Êtes-vous dans les choux ?
Publié le 20 janvier 2024
Souvenir chou
Quand je pense au chou, je revois ma mère chaussant ses bottes en caoutchouc bleu marine, à l’intérieur fourré et jetant sur ses épaules, une grosse veste blanche imperméable. Elle sort de la maison, emprunte le tracé de neige tassée, réalisé la veille. Elle s’enfonce dans ce dégradé de blanc et de brouillard. Seuls ses cheveux noirs témoignent du mouvement de sa marche et de sa présence. Les flocons de neige recouvrent tout derrière elle, le passage se referme. Dans le jardin, des lignes de feuilles givrées se frayent un chemin sous l’épaisse couche de poudreuse. Certains légumes dorment ici, attendant d’être choisi pour le repas. Des tiges bleutées de poireaux se dressent entre de grandes courbes d’un vert foncé. La nature est là, robuste. Après une visite aux animaux, ma mère saisi son couteau près des lapins et s’en va, d’un geste ferme et énergique, cueillir un gros chou vert. Dans son nid de feuilles sont retenues des gouttes d’eau glacée. Elle les secoue, retire les plus meurtries et offre à la basse-court un petit déjeuné de choix.

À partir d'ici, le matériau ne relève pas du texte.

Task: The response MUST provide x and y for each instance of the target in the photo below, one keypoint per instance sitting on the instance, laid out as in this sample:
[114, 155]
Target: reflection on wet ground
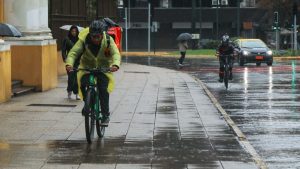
[263, 101]
[163, 120]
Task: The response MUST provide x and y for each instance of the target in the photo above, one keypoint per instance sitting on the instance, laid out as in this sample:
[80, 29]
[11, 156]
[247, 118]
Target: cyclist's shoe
[105, 121]
[82, 112]
[69, 95]
[230, 76]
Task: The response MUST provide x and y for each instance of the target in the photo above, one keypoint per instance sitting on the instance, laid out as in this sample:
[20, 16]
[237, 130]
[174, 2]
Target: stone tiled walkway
[161, 119]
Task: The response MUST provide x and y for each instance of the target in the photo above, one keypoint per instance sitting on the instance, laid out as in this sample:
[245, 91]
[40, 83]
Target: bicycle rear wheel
[100, 129]
[89, 116]
[226, 76]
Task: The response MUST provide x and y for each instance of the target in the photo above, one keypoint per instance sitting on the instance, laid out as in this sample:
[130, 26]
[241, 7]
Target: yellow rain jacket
[88, 60]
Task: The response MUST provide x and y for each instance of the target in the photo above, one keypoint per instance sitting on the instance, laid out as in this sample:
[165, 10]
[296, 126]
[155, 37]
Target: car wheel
[269, 63]
[241, 61]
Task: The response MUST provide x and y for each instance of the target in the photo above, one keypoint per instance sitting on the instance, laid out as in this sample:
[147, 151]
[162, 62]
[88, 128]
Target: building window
[181, 3]
[219, 2]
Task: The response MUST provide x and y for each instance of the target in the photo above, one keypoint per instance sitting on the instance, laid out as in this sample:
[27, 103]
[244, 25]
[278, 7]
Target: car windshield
[253, 44]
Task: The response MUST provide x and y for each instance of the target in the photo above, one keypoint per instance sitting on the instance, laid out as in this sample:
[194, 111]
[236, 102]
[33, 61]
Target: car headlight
[246, 53]
[269, 52]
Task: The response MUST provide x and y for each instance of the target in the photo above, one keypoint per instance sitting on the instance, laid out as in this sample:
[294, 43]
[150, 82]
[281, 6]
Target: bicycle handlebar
[93, 70]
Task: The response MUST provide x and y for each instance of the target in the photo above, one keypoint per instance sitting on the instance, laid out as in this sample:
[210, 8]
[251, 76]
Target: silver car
[253, 51]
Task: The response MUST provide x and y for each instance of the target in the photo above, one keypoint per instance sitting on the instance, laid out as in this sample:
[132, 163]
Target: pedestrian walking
[67, 45]
[183, 46]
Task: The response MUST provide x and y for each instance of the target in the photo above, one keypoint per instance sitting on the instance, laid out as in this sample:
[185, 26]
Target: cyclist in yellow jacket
[98, 50]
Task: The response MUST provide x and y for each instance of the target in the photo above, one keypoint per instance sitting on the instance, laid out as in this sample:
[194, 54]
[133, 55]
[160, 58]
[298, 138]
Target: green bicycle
[91, 108]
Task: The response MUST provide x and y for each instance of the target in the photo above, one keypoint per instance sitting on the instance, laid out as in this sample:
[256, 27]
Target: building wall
[5, 73]
[1, 11]
[174, 21]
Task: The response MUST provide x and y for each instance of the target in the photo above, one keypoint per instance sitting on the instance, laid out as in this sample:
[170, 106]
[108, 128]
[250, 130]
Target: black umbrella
[184, 37]
[9, 30]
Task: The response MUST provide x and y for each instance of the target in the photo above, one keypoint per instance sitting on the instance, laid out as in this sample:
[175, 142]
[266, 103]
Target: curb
[241, 137]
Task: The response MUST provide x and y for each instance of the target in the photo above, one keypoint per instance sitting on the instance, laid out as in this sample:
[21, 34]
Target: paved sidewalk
[161, 119]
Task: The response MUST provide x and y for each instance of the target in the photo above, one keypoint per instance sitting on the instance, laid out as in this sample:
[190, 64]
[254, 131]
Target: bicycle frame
[93, 86]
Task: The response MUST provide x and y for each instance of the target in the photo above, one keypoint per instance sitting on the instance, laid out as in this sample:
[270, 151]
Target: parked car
[253, 51]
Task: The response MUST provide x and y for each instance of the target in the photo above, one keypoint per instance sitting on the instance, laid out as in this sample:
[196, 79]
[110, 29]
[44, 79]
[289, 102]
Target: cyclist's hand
[69, 68]
[114, 68]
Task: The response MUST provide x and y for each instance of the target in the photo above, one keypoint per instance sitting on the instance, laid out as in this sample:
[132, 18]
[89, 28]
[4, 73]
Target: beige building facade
[32, 57]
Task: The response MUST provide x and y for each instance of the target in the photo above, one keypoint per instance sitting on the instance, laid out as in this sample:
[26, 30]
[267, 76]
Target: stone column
[34, 55]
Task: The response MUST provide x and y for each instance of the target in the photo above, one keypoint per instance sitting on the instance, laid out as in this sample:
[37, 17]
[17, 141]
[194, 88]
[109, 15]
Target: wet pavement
[160, 119]
[263, 102]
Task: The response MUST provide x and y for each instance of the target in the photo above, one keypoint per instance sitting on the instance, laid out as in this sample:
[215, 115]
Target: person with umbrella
[183, 46]
[67, 45]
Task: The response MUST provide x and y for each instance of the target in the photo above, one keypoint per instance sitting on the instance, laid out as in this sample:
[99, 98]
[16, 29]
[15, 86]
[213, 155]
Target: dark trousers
[102, 84]
[181, 59]
[72, 82]
[222, 63]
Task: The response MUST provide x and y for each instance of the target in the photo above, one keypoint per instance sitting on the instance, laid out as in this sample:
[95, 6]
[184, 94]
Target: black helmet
[97, 27]
[225, 39]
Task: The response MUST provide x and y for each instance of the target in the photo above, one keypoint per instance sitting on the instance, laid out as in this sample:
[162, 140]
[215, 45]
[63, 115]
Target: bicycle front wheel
[89, 116]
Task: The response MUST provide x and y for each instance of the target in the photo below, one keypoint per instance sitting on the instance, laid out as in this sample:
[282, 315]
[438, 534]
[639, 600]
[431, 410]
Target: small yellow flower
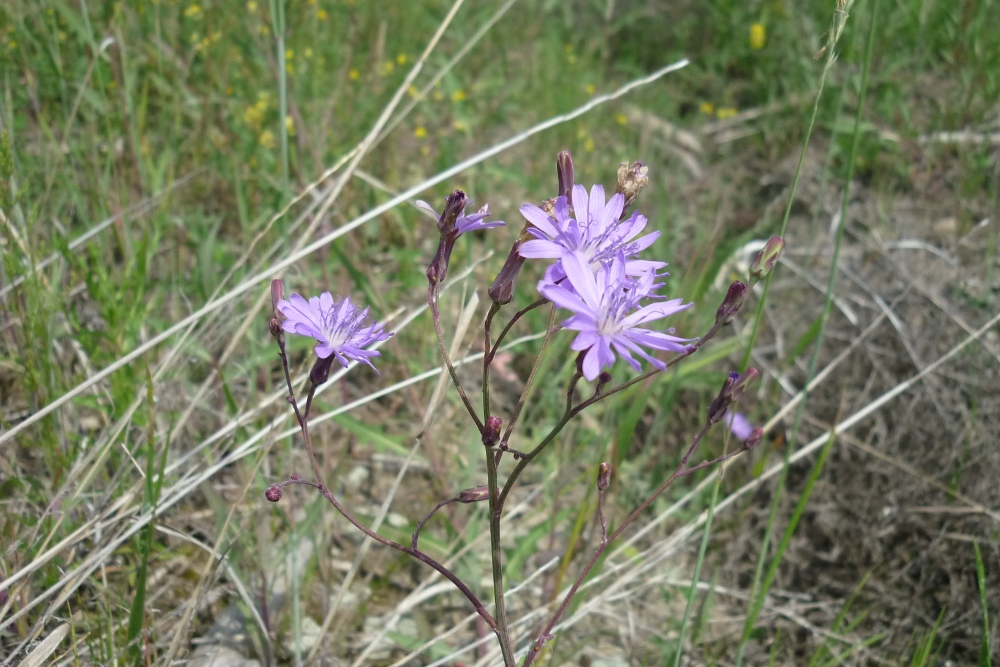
[267, 140]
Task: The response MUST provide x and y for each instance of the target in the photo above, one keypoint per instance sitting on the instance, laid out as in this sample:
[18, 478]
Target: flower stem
[605, 543]
[436, 312]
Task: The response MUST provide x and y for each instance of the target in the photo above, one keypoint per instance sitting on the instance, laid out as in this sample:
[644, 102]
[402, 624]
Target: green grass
[199, 114]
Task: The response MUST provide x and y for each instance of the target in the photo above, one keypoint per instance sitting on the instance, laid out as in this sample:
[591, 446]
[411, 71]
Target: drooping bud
[453, 207]
[502, 289]
[763, 263]
[731, 304]
[474, 495]
[722, 401]
[273, 493]
[743, 383]
[491, 431]
[632, 178]
[733, 388]
[603, 476]
[564, 170]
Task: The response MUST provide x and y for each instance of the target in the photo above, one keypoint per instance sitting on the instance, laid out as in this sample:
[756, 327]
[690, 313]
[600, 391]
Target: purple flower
[607, 313]
[338, 327]
[739, 425]
[452, 223]
[596, 234]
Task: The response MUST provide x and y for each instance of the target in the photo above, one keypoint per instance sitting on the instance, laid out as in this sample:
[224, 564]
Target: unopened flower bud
[474, 495]
[453, 207]
[320, 372]
[603, 476]
[743, 383]
[754, 438]
[502, 289]
[491, 431]
[632, 178]
[564, 170]
[763, 263]
[732, 303]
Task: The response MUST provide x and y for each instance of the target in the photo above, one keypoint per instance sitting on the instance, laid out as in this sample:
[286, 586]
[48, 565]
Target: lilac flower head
[596, 233]
[607, 313]
[338, 326]
[452, 223]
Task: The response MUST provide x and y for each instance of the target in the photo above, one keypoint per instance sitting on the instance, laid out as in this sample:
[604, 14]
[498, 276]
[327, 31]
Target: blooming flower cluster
[339, 327]
[597, 278]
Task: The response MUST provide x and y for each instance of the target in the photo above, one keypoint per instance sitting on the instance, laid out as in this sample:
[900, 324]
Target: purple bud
[564, 170]
[603, 476]
[454, 204]
[491, 431]
[320, 372]
[277, 294]
[722, 401]
[731, 304]
[763, 263]
[474, 495]
[754, 438]
[632, 178]
[502, 289]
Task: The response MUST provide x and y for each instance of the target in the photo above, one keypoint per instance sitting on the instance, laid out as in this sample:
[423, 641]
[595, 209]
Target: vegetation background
[157, 155]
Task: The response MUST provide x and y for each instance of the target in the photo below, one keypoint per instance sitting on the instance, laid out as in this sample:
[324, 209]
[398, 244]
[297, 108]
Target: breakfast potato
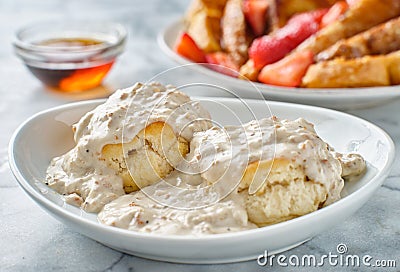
[288, 8]
[203, 23]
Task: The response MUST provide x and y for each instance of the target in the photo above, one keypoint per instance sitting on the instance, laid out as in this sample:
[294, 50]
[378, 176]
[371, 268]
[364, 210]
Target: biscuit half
[285, 192]
[150, 156]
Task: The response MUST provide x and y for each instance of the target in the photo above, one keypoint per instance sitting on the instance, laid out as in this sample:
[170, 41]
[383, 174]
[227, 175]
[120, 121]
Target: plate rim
[310, 93]
[372, 184]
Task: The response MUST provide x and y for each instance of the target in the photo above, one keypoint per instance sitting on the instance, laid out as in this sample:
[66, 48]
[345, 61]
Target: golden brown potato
[287, 8]
[362, 16]
[340, 73]
[203, 23]
[379, 40]
[234, 38]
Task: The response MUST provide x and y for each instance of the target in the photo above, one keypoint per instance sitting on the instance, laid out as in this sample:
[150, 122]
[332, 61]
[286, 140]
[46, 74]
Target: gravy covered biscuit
[237, 178]
[285, 169]
[132, 140]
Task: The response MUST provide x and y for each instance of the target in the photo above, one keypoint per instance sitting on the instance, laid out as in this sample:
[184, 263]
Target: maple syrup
[75, 79]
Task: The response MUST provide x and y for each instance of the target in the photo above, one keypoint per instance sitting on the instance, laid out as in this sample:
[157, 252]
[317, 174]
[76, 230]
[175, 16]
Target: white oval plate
[340, 98]
[48, 134]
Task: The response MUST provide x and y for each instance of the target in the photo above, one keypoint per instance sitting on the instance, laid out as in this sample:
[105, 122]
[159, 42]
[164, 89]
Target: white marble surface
[31, 240]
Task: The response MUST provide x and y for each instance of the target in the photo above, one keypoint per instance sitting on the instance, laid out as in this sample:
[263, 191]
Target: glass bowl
[70, 56]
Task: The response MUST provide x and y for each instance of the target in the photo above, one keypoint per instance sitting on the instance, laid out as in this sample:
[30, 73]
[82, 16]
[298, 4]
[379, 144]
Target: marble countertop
[31, 240]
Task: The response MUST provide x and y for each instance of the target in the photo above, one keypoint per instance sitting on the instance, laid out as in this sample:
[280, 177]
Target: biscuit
[150, 156]
[285, 193]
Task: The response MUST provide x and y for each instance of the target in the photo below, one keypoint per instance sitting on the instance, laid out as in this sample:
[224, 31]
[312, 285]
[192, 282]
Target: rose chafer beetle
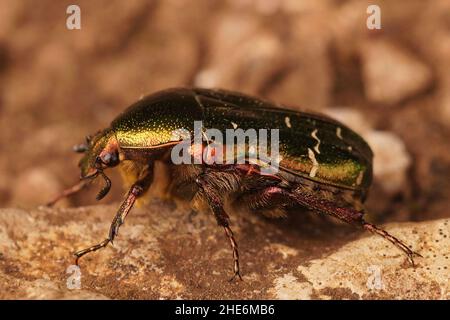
[323, 165]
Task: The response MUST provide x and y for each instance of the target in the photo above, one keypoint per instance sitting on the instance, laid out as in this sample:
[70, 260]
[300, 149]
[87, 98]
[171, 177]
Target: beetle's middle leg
[211, 187]
[136, 190]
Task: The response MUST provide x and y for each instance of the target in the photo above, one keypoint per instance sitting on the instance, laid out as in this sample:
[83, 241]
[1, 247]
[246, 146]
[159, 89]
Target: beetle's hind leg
[68, 192]
[351, 216]
[136, 190]
[396, 242]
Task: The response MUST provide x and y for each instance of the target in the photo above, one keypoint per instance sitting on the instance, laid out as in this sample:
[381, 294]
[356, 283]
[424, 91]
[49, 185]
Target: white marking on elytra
[287, 120]
[339, 133]
[314, 135]
[315, 166]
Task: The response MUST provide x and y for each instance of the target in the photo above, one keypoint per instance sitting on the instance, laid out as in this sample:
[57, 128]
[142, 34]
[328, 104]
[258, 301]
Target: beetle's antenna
[104, 191]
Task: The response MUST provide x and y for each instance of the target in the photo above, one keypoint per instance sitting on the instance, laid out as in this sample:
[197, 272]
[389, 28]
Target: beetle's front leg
[215, 202]
[136, 190]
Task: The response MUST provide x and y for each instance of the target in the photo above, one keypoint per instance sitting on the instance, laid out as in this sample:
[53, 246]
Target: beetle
[324, 166]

Le chou. Associé au repas des paysans depuis le Moyen Âge. Dévalué et sous-estimé, précédé par sa réputation malodorante et flatulente.
Chou gastronomique
Pourquoi manger du chou ?! Avec l’oubli des saisons, on s’est passé du chou au quotidien. Il faut dire qu’en manger plusieurs fois dans la semaine, c’est un défi.
Mais parfois, on cuisine pour ne pas gaspiller plus que pour se faire plaisir. Alors délaissons les mauvais souvenirs pour en créer de savoureux !
La gastronomie française s’est emparée du chou pour en faire des plats d’exception. Avec de fines associations, le chou révèle son potentiel de gourmandise et de diversité. J’en évoque quelques-unes dans 1 min pour aimer le chou !
Mon plus beau souvenir de plat au chou est celui du chef Gérard Druguet. Nous avons travaillé ensemble de 2017 à 2021 dans le restaurant pédagogique dont j’avais la gérance. Des plats uniquement de saison et locaux pour faire l’éducation au goût des convives. Et bien d’autres choses dont je parlerai un jour.
J’avais instauré dans la semaine un jour « Légume à l’honneur ». Un menu unique pour décliner un produit végétal. Le sortir de son rôle d’accompagnement pour le mettre au centre de l’assiette.
Il avait réalisé un chou frisé farci au quinoa et aux pleurotes, bouillon façon ramen, sésame et radis roses. Le bouillon, incroyablement gourmand, relevait, en fin de bouche, avec le piquant des radis, tout l’ensemble du plat. Gérard avait la faculté, grâce à sa maîtrise, sa personnalité et son amour du métier, de nous faire voyager dans un univers littéraire. Je ne sais pas comment expliquer mieux cela. Mais avec sa cuisine, il est possible de lire des histoires, de voyager dans le temps et de vivre comme dans un roman d’époque.
Il me manque beaucoup.
plat de Gérard Druguet, hiver 2018
Pourquoi manger du chou ?
Douceur, texture, couleur, infinité de variétés... ils étaient considérés il y a 3 000 ans comme de véritables médecines ambulantes ! Les Romains l’ont implanté en Europe. On en trouve beaucoup de sauvage sur le bord des côtes bretonne et anglaise. Ils parsèment les routes et les champs avec des petites fleurs jaunes et des feuilles grasses.
Cuit comme cru, il est riche en vitamine C et en acide folique. Ce dernier joue un rôle essentiel pour la formation des globules rouges, le fonctionnement du système nerveux et du système immunitaire. On le prescrit aux femmes enceintes pour limiter les risques de malformation du fœtus. On le dit anticancéreux et son jus efficace pour traiter les ulcères d'estomac. On lui prête des vertus antidiarrhéïque, antibiotique, reminéralisante et apéritives.